When you choose to publish with PLOS, your research makes an impact. Make your work accessible to all, without restrictions, and accelerate scientific discovery with options like preprints and published peer review that make your work more Open.

PLOS BLOGS The Official PLOS Blog

Performance Issues of PLoS Websites

We’re continuing to experience slowness and intermittent downtime for the websites hosted on Topaz. At this time, the priorities for the IT and Topaz teams are to improve stability of the Topaz applications and increase the performance of the web sites.

The IT and Topaz teams are digging through many system files, configuration settings and code to improve the situation but it may take one or two weeks before we overcome the performance issues. Please bear with us as during this time as we make additional tweaks/upgrades to improve performance.

Hopefully we’ll address these issues quickly so that our users can enjoy the journal websites.

Discussion
  1. How about offering direct links from TOC to frequently downloaded links?

    This would potentially reduce load on your servers and be a convenience for users.

    For my purposes these links would be those to pdf and to the citation but an analysis of your download patterns would tell you if this is a high-traffic route or not.

    Of course it may be the case that most people just read articles in html in which case your current links are sufficient.

    Bill

  2. We’ve found that simple search is impacting the performance of the journal sites.

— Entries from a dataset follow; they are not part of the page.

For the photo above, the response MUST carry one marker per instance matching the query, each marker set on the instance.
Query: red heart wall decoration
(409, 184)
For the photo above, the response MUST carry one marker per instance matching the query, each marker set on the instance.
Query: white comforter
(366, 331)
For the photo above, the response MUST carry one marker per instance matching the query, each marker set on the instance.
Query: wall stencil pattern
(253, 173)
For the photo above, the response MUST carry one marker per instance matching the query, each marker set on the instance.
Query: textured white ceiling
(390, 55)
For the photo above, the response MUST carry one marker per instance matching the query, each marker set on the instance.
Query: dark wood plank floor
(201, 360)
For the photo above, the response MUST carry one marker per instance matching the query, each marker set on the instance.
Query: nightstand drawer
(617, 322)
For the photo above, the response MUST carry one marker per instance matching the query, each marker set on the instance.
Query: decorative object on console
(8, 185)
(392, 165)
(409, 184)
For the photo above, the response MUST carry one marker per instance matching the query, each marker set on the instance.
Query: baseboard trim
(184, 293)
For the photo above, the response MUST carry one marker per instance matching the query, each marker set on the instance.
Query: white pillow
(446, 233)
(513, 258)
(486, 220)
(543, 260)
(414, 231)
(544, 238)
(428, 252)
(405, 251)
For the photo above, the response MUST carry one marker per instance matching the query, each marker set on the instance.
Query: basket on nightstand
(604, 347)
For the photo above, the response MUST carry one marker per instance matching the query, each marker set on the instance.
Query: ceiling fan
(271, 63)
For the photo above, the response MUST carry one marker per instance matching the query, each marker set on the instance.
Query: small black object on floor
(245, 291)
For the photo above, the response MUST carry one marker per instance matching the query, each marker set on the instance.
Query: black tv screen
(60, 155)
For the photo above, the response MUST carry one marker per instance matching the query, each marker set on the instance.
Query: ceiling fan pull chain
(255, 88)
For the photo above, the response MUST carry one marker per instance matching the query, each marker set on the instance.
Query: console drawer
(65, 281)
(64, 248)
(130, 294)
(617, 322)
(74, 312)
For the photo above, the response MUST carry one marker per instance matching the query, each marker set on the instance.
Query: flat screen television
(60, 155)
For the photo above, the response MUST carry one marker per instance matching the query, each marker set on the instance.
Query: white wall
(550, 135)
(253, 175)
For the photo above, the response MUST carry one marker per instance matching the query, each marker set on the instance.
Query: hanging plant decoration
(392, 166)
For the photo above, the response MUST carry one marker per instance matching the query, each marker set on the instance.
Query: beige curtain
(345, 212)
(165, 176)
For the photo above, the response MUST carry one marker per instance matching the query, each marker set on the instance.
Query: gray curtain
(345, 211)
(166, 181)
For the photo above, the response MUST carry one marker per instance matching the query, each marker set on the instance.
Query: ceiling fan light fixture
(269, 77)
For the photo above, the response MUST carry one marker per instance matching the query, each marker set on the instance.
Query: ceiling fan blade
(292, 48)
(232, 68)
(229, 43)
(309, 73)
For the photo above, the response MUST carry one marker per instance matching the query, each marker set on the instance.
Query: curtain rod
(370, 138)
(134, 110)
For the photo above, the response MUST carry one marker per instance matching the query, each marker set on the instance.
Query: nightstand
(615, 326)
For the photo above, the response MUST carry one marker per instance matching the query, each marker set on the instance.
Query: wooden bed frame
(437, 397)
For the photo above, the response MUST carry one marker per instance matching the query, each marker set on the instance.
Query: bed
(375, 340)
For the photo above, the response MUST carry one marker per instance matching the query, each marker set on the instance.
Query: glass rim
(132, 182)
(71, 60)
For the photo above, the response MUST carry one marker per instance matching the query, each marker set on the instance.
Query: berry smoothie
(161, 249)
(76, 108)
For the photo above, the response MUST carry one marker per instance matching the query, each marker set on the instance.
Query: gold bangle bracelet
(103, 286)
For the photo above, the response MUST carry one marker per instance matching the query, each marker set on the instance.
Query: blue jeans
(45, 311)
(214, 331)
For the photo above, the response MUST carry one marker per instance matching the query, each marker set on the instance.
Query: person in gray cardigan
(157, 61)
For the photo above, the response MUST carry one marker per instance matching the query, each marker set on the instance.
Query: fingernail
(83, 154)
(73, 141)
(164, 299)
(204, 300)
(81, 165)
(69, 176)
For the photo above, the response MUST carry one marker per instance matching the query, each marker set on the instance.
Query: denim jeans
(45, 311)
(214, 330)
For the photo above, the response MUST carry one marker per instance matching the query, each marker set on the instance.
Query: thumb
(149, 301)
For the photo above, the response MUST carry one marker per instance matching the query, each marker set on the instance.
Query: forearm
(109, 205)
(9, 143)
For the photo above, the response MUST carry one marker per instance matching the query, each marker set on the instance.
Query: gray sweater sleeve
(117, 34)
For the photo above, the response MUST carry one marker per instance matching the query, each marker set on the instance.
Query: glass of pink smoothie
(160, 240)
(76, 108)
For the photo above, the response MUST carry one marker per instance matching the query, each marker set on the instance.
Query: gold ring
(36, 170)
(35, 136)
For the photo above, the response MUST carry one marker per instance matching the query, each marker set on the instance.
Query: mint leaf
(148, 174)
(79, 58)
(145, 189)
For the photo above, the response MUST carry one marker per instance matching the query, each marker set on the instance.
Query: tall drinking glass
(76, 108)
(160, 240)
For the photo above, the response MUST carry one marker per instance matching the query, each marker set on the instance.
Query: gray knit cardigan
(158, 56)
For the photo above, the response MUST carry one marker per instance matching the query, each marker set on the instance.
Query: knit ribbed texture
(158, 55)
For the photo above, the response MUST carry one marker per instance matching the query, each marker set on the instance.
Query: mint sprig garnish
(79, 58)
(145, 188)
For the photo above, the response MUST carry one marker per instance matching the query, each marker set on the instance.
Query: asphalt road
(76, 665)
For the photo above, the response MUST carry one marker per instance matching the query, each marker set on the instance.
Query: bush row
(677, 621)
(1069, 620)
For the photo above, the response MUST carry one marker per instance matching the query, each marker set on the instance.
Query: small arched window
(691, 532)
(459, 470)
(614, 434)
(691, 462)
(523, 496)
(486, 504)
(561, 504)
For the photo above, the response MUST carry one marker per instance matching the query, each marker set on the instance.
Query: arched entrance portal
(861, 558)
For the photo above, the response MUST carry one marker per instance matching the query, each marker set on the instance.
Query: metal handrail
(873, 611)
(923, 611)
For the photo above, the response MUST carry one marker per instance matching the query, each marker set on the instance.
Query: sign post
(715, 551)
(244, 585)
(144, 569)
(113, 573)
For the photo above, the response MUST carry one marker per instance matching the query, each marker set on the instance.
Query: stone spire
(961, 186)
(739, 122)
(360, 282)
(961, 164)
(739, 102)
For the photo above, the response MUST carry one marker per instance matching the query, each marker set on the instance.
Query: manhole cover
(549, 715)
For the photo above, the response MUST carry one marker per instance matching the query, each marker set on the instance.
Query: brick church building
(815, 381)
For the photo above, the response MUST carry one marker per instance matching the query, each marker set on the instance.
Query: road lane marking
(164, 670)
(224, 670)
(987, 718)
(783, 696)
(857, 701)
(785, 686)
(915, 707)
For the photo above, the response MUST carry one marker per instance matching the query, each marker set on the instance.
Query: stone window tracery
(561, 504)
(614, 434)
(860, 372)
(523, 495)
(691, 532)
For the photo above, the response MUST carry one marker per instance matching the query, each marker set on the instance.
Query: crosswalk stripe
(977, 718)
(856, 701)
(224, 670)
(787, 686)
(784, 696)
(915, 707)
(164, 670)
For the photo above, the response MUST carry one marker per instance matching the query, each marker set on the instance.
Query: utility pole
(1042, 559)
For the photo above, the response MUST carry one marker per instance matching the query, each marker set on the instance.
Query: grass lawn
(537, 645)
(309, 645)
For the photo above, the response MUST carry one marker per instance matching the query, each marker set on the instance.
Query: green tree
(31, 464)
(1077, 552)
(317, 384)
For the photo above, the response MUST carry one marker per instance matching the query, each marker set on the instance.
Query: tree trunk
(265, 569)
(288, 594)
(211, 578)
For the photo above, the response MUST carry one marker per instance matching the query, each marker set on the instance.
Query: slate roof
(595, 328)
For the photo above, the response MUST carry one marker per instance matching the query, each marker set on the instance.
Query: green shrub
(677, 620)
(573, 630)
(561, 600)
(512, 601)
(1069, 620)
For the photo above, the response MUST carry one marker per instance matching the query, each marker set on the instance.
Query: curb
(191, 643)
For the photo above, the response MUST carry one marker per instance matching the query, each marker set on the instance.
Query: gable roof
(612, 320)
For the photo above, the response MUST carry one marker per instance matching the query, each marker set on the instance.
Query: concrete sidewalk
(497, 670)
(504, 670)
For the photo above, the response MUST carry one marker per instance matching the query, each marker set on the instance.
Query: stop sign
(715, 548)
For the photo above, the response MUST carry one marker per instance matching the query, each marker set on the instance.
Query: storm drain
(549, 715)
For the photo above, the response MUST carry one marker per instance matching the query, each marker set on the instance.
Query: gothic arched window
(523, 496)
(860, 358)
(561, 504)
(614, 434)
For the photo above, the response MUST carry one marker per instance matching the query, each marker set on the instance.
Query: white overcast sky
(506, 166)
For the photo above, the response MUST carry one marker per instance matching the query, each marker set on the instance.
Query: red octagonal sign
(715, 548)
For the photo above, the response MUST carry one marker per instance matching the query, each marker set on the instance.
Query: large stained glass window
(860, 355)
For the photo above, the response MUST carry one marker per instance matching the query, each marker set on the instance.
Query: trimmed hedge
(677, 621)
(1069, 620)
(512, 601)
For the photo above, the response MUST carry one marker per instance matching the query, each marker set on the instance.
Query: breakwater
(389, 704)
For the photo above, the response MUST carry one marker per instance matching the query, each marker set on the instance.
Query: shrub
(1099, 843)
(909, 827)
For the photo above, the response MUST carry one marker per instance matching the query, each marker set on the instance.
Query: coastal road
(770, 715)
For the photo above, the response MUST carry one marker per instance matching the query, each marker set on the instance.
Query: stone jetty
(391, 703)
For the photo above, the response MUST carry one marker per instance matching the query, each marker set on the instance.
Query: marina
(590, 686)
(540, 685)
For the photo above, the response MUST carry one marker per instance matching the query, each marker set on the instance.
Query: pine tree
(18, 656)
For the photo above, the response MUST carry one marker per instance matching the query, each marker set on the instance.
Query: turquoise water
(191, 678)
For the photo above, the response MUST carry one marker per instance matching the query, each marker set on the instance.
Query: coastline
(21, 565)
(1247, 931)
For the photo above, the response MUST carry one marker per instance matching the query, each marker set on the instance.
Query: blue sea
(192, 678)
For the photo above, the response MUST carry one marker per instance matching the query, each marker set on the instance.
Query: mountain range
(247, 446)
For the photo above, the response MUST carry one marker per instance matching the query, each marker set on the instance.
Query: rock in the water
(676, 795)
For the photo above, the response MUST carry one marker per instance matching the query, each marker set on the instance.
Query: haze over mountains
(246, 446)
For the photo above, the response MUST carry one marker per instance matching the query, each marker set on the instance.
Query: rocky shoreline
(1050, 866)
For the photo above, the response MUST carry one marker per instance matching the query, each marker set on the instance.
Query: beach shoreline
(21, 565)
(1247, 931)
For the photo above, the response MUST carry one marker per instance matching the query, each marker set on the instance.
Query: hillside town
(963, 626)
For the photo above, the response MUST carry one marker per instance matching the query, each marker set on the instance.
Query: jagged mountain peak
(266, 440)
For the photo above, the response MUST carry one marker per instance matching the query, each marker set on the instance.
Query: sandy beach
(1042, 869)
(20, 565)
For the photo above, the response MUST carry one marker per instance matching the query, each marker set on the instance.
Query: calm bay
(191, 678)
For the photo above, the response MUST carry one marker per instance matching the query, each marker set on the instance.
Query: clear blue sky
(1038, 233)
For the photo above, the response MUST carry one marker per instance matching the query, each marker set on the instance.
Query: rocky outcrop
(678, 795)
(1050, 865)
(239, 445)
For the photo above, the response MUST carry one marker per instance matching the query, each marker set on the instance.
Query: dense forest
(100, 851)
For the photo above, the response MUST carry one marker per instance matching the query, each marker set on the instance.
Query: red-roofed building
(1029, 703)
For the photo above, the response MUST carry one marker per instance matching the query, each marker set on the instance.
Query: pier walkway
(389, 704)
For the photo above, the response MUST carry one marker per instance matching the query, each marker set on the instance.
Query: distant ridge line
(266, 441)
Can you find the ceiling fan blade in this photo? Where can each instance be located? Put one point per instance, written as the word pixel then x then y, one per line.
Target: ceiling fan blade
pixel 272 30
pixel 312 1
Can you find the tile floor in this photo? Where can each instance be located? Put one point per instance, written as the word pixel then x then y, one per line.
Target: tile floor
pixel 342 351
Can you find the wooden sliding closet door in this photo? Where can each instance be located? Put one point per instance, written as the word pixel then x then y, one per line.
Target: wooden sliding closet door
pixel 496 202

We have disabled both simple and advanced search and redirecting all search requests to our favorite 503 “site maintenance” page. We’re going to dig into the code and see why search queries are taking so long to return data.

    We’ve gone to DefCon 5 at PLoS to resolve the performance issues. It’s time to lock everybody into a conference room, order a bunch of pizza and fix every performance problem on the websites.

  3. We’ve had a good day of investigation and will apply patches to the production servers tomorrow. We now have a third pubApp instance behind our firewall that will share its cache with the other pubApps. This will help performance significantly as the pubApp cache will no longer need to be re-filled on restart (usually takes a few hours).

    We’ve uncovered other issues today and will continue digging into the belly of the beast. I expect to have more patches to increase stability/performance in place shortly. Search will be down for ~week while we sort through higher priorities.

  4. The sites have been more stable with the additional server seeding the pubApp caches. We were able to ingest articles today without taking the sites down and have had only 15 minutes of restart/downtime today (don’t mention that there are still 6.5 hours left in the day).

    Russ applied a few patches but rather than solving problems, they uncovered more mysteries. But we now have a way to clear a single article cache without clearing all caches. Previously we would have had to clear the cache for all articles to re-ingest an article. This will be a significant help performance as we only need to clear a small number of caches rather than hundreds (which would take hours to re-fill).

    More tomorrow….

  5. We had a “cascade event” ~5:45am which backed up Mulgara. This event happens when a query pulls so much data from Mulgara that all other queries are waiting for it to finish. This happens infrequently and depending on site traffic, Mulgara is able to gracefully handle the back log of requests. But this morning, Mulgara was unable to clear out the queue. This query is hard to track down (the saying “needle in a haystack” is appropriate) and we’ve upped the logging levels to trace all queries sent to Mulgara.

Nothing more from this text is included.